Errori o seduzioni fatali della cultura europea, non «contro» la cultura.
Una cultura estranea ci ingiunge a condannare il nazismo e il fascismo senza esame; e ora (molto meno) il sistema sovietico, al punto che i comunisti di ieri sembra che non lo siano mai stati, e fanno carriera.
Bisogna avere il coraggio di ribellarsi alle ingiunzioni della nuova psico-polizia.
Non per giustificare il nazismo o il comunismo, non si tratta affatto di questo, ma per chinare il capo davanti ai «nostri» morti, di una parte o dell'altra.
In modo che possano essere placati, come Antigone placò le anime dei fratelli nemici della città gettando su di loro il pugno di polvere, la simbolica sepoltura.
Perché senza verità, l'Europa muore.
L'Europa è nata con le idee (con Socrate) e l'attuale assenza di idee, voluta come un allegro destino perché le idee sono pericolose, segna la sua fine.

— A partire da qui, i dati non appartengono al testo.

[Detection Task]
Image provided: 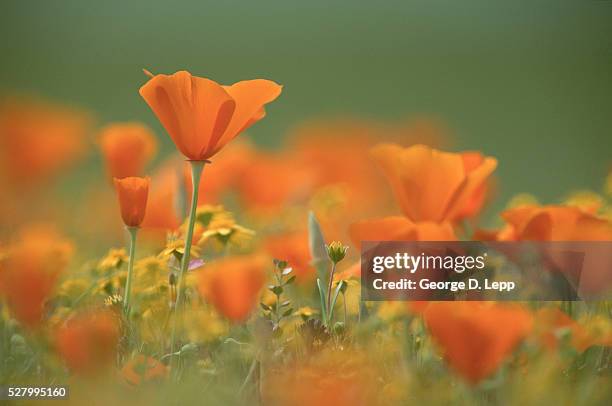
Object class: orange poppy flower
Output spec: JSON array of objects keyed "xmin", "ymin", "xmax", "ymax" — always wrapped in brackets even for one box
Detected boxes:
[
  {"xmin": 99, "ymin": 123, "xmax": 157, "ymax": 178},
  {"xmin": 0, "ymin": 98, "xmax": 91, "ymax": 188},
  {"xmin": 199, "ymin": 256, "xmax": 266, "ymax": 322},
  {"xmin": 238, "ymin": 152, "xmax": 313, "ymax": 211},
  {"xmin": 372, "ymin": 144, "xmax": 497, "ymax": 222},
  {"xmin": 536, "ymin": 307, "xmax": 612, "ymax": 352},
  {"xmin": 424, "ymin": 302, "xmax": 533, "ymax": 384},
  {"xmin": 0, "ymin": 226, "xmax": 73, "ymax": 328},
  {"xmin": 349, "ymin": 216, "xmax": 457, "ymax": 249},
  {"xmin": 498, "ymin": 205, "xmax": 612, "ymax": 241},
  {"xmin": 264, "ymin": 231, "xmax": 315, "ymax": 283},
  {"xmin": 140, "ymin": 71, "xmax": 282, "ymax": 161},
  {"xmin": 183, "ymin": 141, "xmax": 255, "ymax": 206},
  {"xmin": 55, "ymin": 311, "xmax": 119, "ymax": 375},
  {"xmin": 121, "ymin": 354, "xmax": 168, "ymax": 385},
  {"xmin": 141, "ymin": 158, "xmax": 183, "ymax": 236},
  {"xmin": 115, "ymin": 177, "xmax": 150, "ymax": 227}
]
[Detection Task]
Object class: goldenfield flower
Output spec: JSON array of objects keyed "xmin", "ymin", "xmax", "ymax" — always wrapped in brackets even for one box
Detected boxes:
[
  {"xmin": 423, "ymin": 302, "xmax": 533, "ymax": 385},
  {"xmin": 199, "ymin": 256, "xmax": 266, "ymax": 322},
  {"xmin": 99, "ymin": 123, "xmax": 157, "ymax": 178},
  {"xmin": 55, "ymin": 310, "xmax": 119, "ymax": 375},
  {"xmin": 264, "ymin": 231, "xmax": 315, "ymax": 284},
  {"xmin": 140, "ymin": 71, "xmax": 282, "ymax": 161},
  {"xmin": 114, "ymin": 177, "xmax": 150, "ymax": 227},
  {"xmin": 372, "ymin": 144, "xmax": 497, "ymax": 223},
  {"xmin": 0, "ymin": 226, "xmax": 74, "ymax": 328}
]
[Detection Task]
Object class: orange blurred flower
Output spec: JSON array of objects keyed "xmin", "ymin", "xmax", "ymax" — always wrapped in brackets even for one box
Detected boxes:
[
  {"xmin": 141, "ymin": 159, "xmax": 183, "ymax": 240},
  {"xmin": 55, "ymin": 311, "xmax": 119, "ymax": 375},
  {"xmin": 199, "ymin": 256, "xmax": 266, "ymax": 322},
  {"xmin": 536, "ymin": 307, "xmax": 612, "ymax": 352},
  {"xmin": 239, "ymin": 152, "xmax": 313, "ymax": 211},
  {"xmin": 264, "ymin": 231, "xmax": 315, "ymax": 283},
  {"xmin": 498, "ymin": 205, "xmax": 612, "ymax": 241},
  {"xmin": 372, "ymin": 144, "xmax": 497, "ymax": 222},
  {"xmin": 114, "ymin": 177, "xmax": 150, "ymax": 227},
  {"xmin": 0, "ymin": 98, "xmax": 91, "ymax": 189},
  {"xmin": 349, "ymin": 216, "xmax": 457, "ymax": 249},
  {"xmin": 424, "ymin": 302, "xmax": 533, "ymax": 384},
  {"xmin": 183, "ymin": 141, "xmax": 255, "ymax": 206},
  {"xmin": 0, "ymin": 226, "xmax": 73, "ymax": 328},
  {"xmin": 262, "ymin": 350, "xmax": 380, "ymax": 406},
  {"xmin": 121, "ymin": 354, "xmax": 168, "ymax": 385},
  {"xmin": 140, "ymin": 71, "xmax": 282, "ymax": 161},
  {"xmin": 99, "ymin": 123, "xmax": 157, "ymax": 178}
]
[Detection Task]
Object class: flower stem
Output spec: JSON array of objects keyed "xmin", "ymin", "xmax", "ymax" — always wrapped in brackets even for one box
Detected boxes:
[
  {"xmin": 123, "ymin": 227, "xmax": 138, "ymax": 320},
  {"xmin": 170, "ymin": 161, "xmax": 206, "ymax": 372},
  {"xmin": 327, "ymin": 262, "xmax": 336, "ymax": 322}
]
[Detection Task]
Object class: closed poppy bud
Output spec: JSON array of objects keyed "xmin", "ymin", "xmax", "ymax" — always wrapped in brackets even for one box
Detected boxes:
[
  {"xmin": 199, "ymin": 256, "xmax": 266, "ymax": 322},
  {"xmin": 140, "ymin": 71, "xmax": 282, "ymax": 161},
  {"xmin": 325, "ymin": 241, "xmax": 348, "ymax": 264},
  {"xmin": 99, "ymin": 123, "xmax": 157, "ymax": 178},
  {"xmin": 114, "ymin": 177, "xmax": 150, "ymax": 227}
]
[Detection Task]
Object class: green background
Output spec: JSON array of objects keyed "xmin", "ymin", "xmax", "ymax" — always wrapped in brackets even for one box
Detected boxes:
[{"xmin": 0, "ymin": 0, "xmax": 612, "ymax": 222}]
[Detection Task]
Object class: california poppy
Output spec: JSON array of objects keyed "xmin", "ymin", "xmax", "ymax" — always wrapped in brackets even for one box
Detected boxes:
[
  {"xmin": 536, "ymin": 307, "xmax": 612, "ymax": 352},
  {"xmin": 199, "ymin": 256, "xmax": 265, "ymax": 322},
  {"xmin": 55, "ymin": 311, "xmax": 119, "ymax": 375},
  {"xmin": 99, "ymin": 123, "xmax": 157, "ymax": 178},
  {"xmin": 140, "ymin": 71, "xmax": 282, "ymax": 161},
  {"xmin": 0, "ymin": 226, "xmax": 74, "ymax": 328},
  {"xmin": 424, "ymin": 302, "xmax": 533, "ymax": 384},
  {"xmin": 115, "ymin": 177, "xmax": 150, "ymax": 227},
  {"xmin": 372, "ymin": 144, "xmax": 497, "ymax": 222},
  {"xmin": 498, "ymin": 205, "xmax": 612, "ymax": 241}
]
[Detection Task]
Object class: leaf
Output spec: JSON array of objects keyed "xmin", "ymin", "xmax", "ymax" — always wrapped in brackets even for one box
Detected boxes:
[
  {"xmin": 317, "ymin": 278, "xmax": 327, "ymax": 325},
  {"xmin": 308, "ymin": 211, "xmax": 329, "ymax": 293},
  {"xmin": 329, "ymin": 281, "xmax": 346, "ymax": 320}
]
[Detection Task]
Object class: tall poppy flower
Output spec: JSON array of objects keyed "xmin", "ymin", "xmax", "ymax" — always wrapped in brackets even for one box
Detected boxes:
[
  {"xmin": 114, "ymin": 177, "xmax": 150, "ymax": 316},
  {"xmin": 140, "ymin": 71, "xmax": 282, "ymax": 352},
  {"xmin": 140, "ymin": 71, "xmax": 282, "ymax": 161},
  {"xmin": 99, "ymin": 123, "xmax": 157, "ymax": 178},
  {"xmin": 372, "ymin": 144, "xmax": 497, "ymax": 222},
  {"xmin": 424, "ymin": 302, "xmax": 533, "ymax": 384},
  {"xmin": 55, "ymin": 311, "xmax": 119, "ymax": 375},
  {"xmin": 199, "ymin": 256, "xmax": 265, "ymax": 322}
]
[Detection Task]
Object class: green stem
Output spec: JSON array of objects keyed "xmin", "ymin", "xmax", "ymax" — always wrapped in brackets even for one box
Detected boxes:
[
  {"xmin": 170, "ymin": 161, "xmax": 207, "ymax": 374},
  {"xmin": 123, "ymin": 227, "xmax": 138, "ymax": 320},
  {"xmin": 327, "ymin": 262, "xmax": 336, "ymax": 322}
]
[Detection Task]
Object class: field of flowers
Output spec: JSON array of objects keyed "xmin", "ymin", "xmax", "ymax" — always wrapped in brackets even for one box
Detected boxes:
[{"xmin": 0, "ymin": 71, "xmax": 612, "ymax": 405}]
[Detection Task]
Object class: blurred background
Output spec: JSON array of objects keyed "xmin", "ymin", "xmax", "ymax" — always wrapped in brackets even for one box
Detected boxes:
[{"xmin": 0, "ymin": 0, "xmax": 612, "ymax": 222}]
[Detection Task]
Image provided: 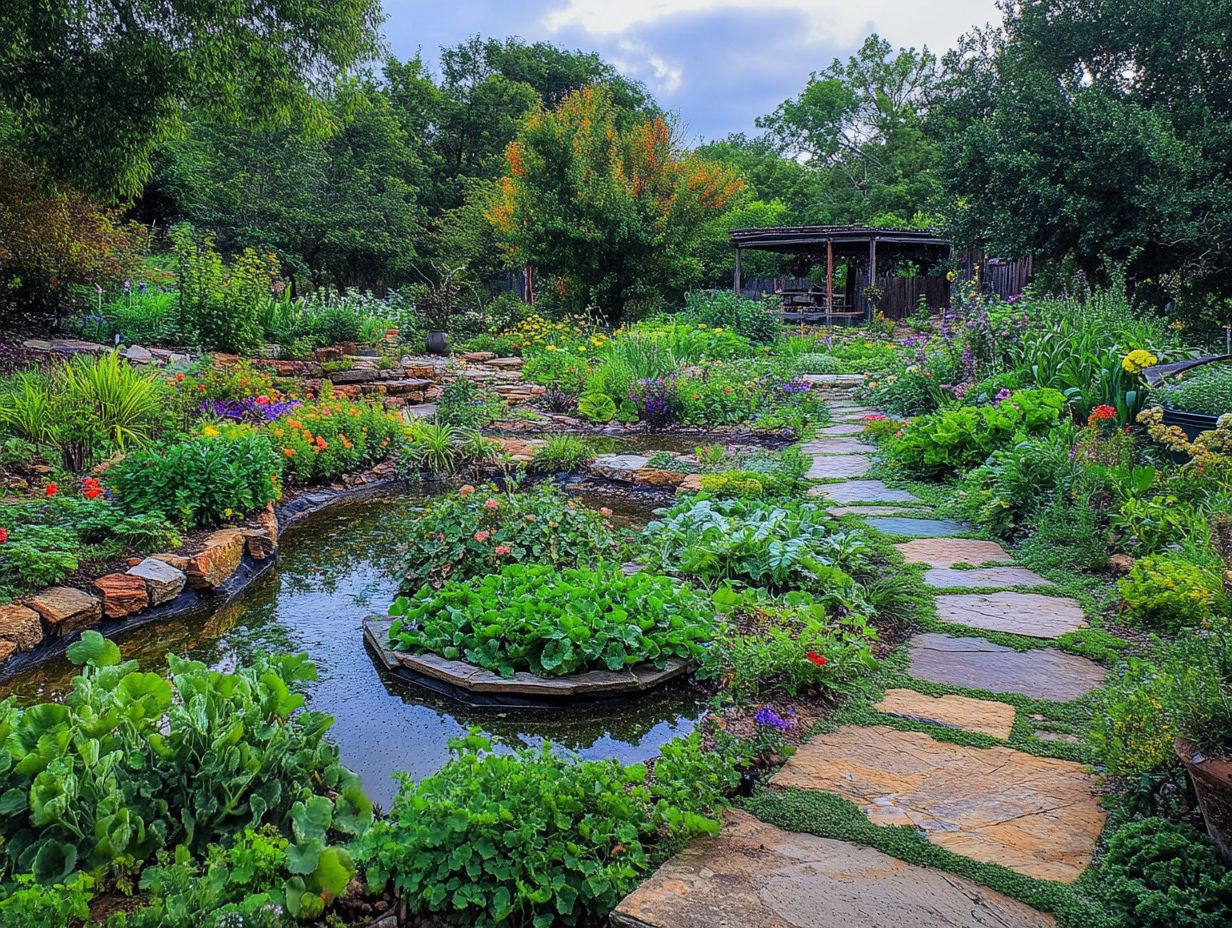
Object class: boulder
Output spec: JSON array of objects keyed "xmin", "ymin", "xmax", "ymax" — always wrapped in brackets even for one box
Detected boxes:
[
  {"xmin": 26, "ymin": 587, "xmax": 102, "ymax": 636},
  {"xmin": 128, "ymin": 557, "xmax": 188, "ymax": 606},
  {"xmin": 0, "ymin": 603, "xmax": 43, "ymax": 651},
  {"xmin": 94, "ymin": 573, "xmax": 150, "ymax": 619}
]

Una fine indegna, per privazione di prospettive, che nasce dalla menzogna per cui le ideologie-sistema non erano «nostre».
Questo crea l'angolo cieco nella nostra coscienza e, quindi, nelle nostre menti.

Senza dire la verità, senza appropriarsi delle idee «vietate», non è più possibile nemmeno l'arte: e infatti l'Europa muore in sterilità artistica irreversibile, affidata a manager e a burocrati senza visione.
L'Europa non può esistere senza visione, senza Weltanschauung, e le ideologie condannate erano visioni.
L'alternativa non può essere l'attuale istupidimento di massa, in cui ci lasciamo estinguere beatamente a forza di TV e di gestione-risorse.
Per questo siamo contenti che esista ancora un cinema tedesco, non più romantico ed espressionista, ma di intollerabile lucidità.
E non chiedetemi perché: fate il confronto con il cinema di cui siamo sudditi, il profluvio americano.
Questa cinematografia - che non fu sempre pessima - ma oggi è basata sulla menzogna almeno quanto il «realismo socialista»; questo «irrealismo capitalista» che ci vende sogni per compensare - oniricamente, illusoriamente - le fami che il sistema di mercato non placa.
L'americano è timoroso, impotente, oppresso dal bisogno, debole, e si identifica con gli invulnerabili di fantasia, gli Schwarzenegger e il Die Hard del momento, in un'ora e mezzo di sogni prodotti in serie, con effetti speciali al computer.
E più il regime liberista si fa devastatore e menzognero, più gli effetti speciali sono clamorosi, più gli «eroi» di carta scampano a spropositate esplosioni, invincibili, senza un graffio o un segno di fatica....
Ciò non è degno dell'uomo europeo, che comincia con Socrate ed Eschilo.
Degna di lui è la tragedia.
Dire la verità significa scuotersi dalla menzogna che ci avvolge, il nuovo sistema senza ideologia, che non si svolge al livello greco della tragedia, ma a quello della cronaca (nera) prosastica, gestionale, economica.
Ricordare che se le figure da tragedia si sono uccise o sono state giustiziate, non siamo fuori pericolo: restano fra noi i mediocri carrieristi, i piccoli venduti al politicamente corretto del momento.
E sono loro che infaticabilmente ci sottraggono pezzo per pezzo libertà, dignità.

Non c'è più Hitler, ma siamo sicuri che Mastella non sia peggio?
Che Vincenzo Visco sia migliore di Speer?
O Emilio Fede meno pericoloso del capitano Wiesler, agente Stasi?